14 July, 2003
McSweeney's Mammoth Treasury of Thrilling Tales, Michael Chabon, ed. (479 pp, TPB, 2002)
Most of the books I read are chosen through familiarity (i.e. authors I've enjoyed in the past) or recommendations. Occasionally, I'll pick up a book pretty much at random: I'll be browsing in a bookstore, something will catch my eye, and I say to myself, "Self, this looks like something I'd enjoy, let's give it a go." Surprisingly, this has worked out rather well for me, resulting in such good reads as Across the Nightingale Floor and Empire of Bones.
This book, McSweeney's Mammoth Treasury of Thrilling Tales was one of those random choices. I noticed that it has a fair number of authors whose work I've enjoyed in the past-- Chabon, Neil Gaiman, Stephen King-- as well as quite a few who I've never read, but who've gotten good reviews from others. What really drew my attention, however, is the premise Chabon puts forth in the introduction:
Imagine that, sometime about 1950, it had been decided, collectively, informally, a little at a time, but with finality, to proscribe every kind of novel from the canon of the future but the nurse romance. Not merely from the critical canon, but from the store racks and library shelves as well. Nobody could be paid, published, lionized, or cherished among the gods of literature for writing any kind of fiction other than nurse romances. Now, because of my faith and pride in the diverse and rigorous brilliance of American writers of the last half-century, I do believe that from this bizarre decision, in this theoretical America, a dozen or more authentic masterpieces would have emerged. Thomas Pynchon's Blitz Nurse, for example, and Cynthia Ozick's Ruth Puttermesser, R.N. One imagines, however, that this particular genre -- that any genre, even one far less circumscribed in its elements and possibilities than the nurse romanc e-- would have paled somewhat by the year 2002. Over the last year in that oddly diminished world, somebody, somewhere, would by laying down Michael Chabon's Dr. Kavalier and Nurse Clay with a weary sigh and crying out, "Surely, oh, surely, there must be more to the novel than this!"

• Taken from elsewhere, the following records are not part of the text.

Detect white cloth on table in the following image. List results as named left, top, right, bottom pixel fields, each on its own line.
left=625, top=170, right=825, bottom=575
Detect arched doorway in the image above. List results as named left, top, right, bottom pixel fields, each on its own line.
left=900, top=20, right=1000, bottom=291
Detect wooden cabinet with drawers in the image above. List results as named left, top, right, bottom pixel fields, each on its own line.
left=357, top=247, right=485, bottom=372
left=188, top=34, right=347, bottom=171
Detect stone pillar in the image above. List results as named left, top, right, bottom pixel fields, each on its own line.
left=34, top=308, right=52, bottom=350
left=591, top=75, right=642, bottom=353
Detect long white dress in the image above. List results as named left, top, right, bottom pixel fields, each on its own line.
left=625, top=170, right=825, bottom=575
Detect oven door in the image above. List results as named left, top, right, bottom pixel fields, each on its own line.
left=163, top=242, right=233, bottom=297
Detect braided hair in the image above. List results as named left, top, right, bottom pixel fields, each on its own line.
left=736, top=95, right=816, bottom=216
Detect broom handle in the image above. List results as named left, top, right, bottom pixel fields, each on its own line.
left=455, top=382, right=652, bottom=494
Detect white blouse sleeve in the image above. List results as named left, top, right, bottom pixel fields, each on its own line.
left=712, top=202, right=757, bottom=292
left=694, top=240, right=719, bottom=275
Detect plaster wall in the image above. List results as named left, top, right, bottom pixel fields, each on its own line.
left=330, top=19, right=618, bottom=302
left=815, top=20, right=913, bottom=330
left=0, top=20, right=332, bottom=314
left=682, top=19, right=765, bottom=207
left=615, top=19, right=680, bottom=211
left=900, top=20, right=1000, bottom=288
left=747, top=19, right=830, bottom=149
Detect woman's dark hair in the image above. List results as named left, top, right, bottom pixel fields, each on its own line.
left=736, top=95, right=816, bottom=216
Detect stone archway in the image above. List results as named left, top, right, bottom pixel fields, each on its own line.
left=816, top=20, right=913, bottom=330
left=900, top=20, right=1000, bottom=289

Instead of "the novel" and "the nurse romance," try this Gedankenexperiment with "jazz" and "the bossa nova," or with "cinema" and "fish-out-of-water comedies." Now, go ahead and try it with "short fiction" and "the contemporary, quotidian, plotless, moment-of-truth revelatory story."
Suddenly you find yourself sitting right back in your very own universe.
And so, the stated goal of this anthology, was to solicit and publish "stories... with plots." I like stories with plots. So, I figured I'd probably like the book, at least if it fulfilled its stated purpose.
Does it? Well, some of the stories do, in spades. Others, not so much. To tell the truth, I almost gave up after the first three stories, which I hated. The first two have plots, technically, but they are not very interesting plots. The third story, "The Bees," by Dan Chanon is nothing but twenty pages of pointless character-torture. Fortunately, the stories got better, and more plot-ful, starting with the fourth one. (This is a problem I've noticed with more than a couple of anthologies-- they start of with some of the worst stories in the book. What's up with that?)
My favorite stories in this collection are the ones which best fulfill the premise: Elmore Leonard's "How Carlos Webster Changed His Name to Carl and Became a Famous Oklahoma Lawman" (the title pretty much explains it all), Michael Moorcock's "The Case of the Nazi Canary" (an alternate-history detective story wherein Hitler is accused of a murder, and is investigated by an eccentric British detective), Chabon's own "The Martian Agent, a Planetary Romance" (another alternate history, kind of a steampunk-Wild-West tale), and Nick Hornby's piece, "Otherwise Pandemonium." This last, I think, is the best of the lot, but I can't really describe it without spoiling it. Suffice to say it's a masterpiece of misdirection, and it sent chills down my spine. The Chabon contribution annoyed me a little, because it's just a piece of a longer work. It was good, I liked it alot, but I wanted there to be more of it. In the introduction, he refers to it as a "serialized novel," and I am worried that I'll have to subscribe to McSweeney's if I want to read the rest of it. McSweeney's is expensive, and I am not, generally, a big short-fiction reader in the first place. Maybe it'll be published in a single volume if and when the entire story is completed.
One problem I had with this book is how pointlessly depressing many of the stories are. At least three, maybe four, of the stories seem to have nothing to say to the reader beyond "Existence is misery, and there's nothing you can do to avoid it, it's pointless to even try, the best you can manage is dying," and all that without any even any kind of catharsis to make up for the message. (I say "maybe four" because "The Albertine Files," by Rick Moody, is so bleak and depressing, I stopped reading it. So, I don't know if the bleakness and depression have a point or not.) "Thrilling tales" are not supposed to make the reader want to die, just to escape from the misery of the story.